New research from Conservation International reveals that traditional Indigenous practices directly protect forests, wildlife, and carbon storage across six continents. The study interviewed 49 Indigenous leaders from the Amazon to East Africa, uncovering specific techniques that keep their lands remarkably healthy.
Lead researcher Sushma Shrestha, who is Indigenous Newar from Nepal, said the findings challenge a dangerous myth. Many policymakers assume Indigenous territories thrive because they're remote or empty, but that couldn't be more wrong.
The health stems from deliberate stewardship. Ninety-six percent of surveyed communities maintain sacred spaces that also protect entire ecosystems. Communities monitor their lands through patrols, restrict overfishing, and actively resist extractive industries like mining and logging.
The Kichwa people in Ecuador protect female tapirs from hunting to preserve populations. The Tacana people in Bolivia ban tree clearing along rivers to maintain water quality and prevent erosion. These practices work.

The Ripple Effect
The implications stretch far beyond Indigenous territories. All of humanity relies on these lands for carbon storage and biodiversity, yet the people protecting them face escalating threats.
Every surveyed community experiences drought and extreme weather from climate change. More than half battle mining, commercial agriculture, and logging operations that threaten centuries-old stewardship practices.
Indigenous leaders aren't just asking for help. They're offering solutions the rest of the world desperately needs. They're requesting legal protections for their lands, access to climate resilience funding, and recognition of their decision-making authority in conservation efforts.
Previous research confirms that forests on Indigenous lands are the world's healthiest and that conservation succeeds when Indigenous communities lead. This study adds crucial evidence that culture and traditional knowledge drive those results.

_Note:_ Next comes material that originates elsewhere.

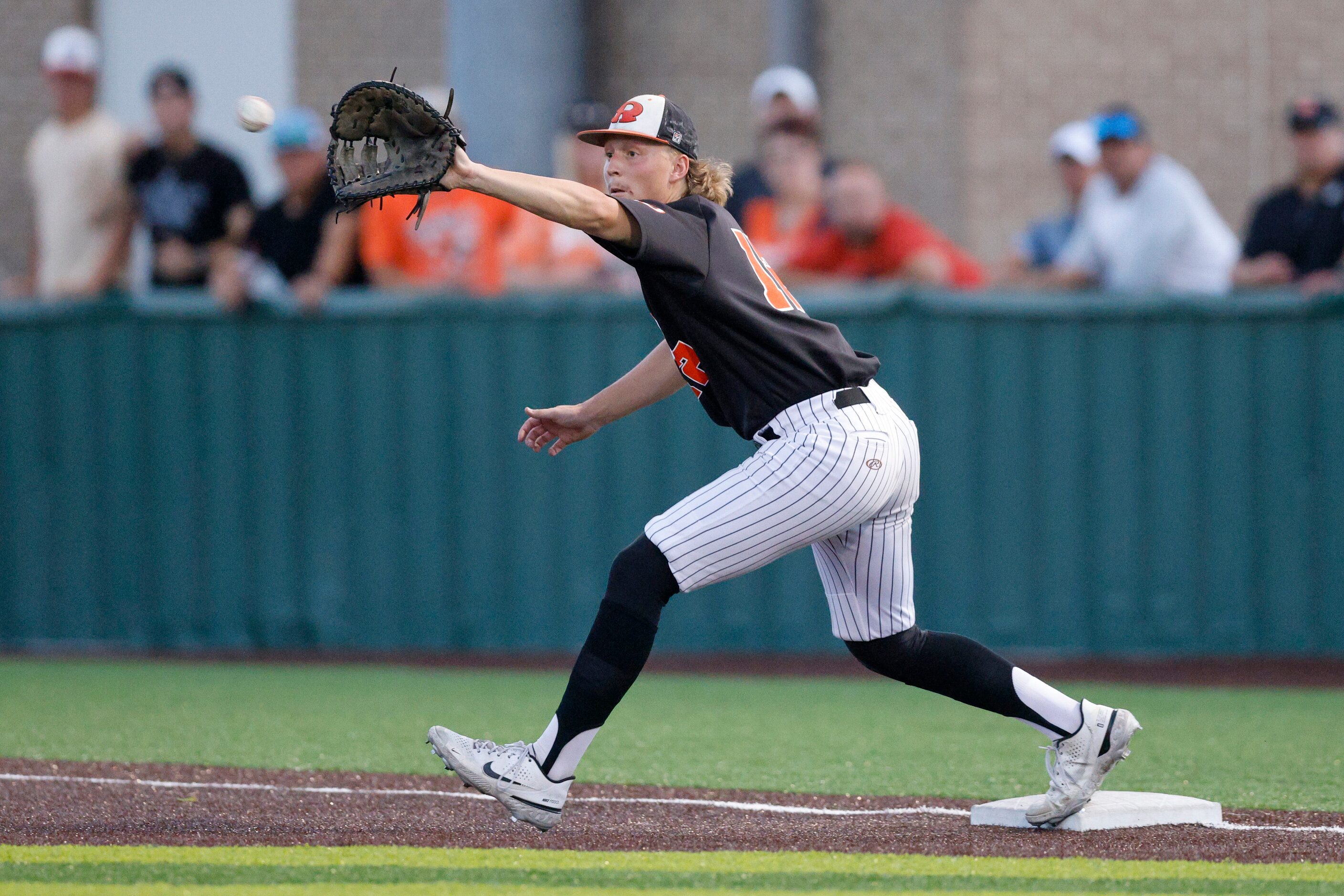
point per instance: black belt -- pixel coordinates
(843, 399)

Hindou Oumarou Ibrahim, Indigenous Mbororo from Chad and former chair of the UN Permanent Forum on Indigenous Issues, wrote that protecting Indigenous knowledge requires protecting Indigenous peoples and their land rights first.
Shrestha emphasized that securing Indigenous land rights benefits everyone, not just individual communities. As climate threats escalate, the world needs every solution available, and Indigenous peoples have been perfecting theirs for millennia.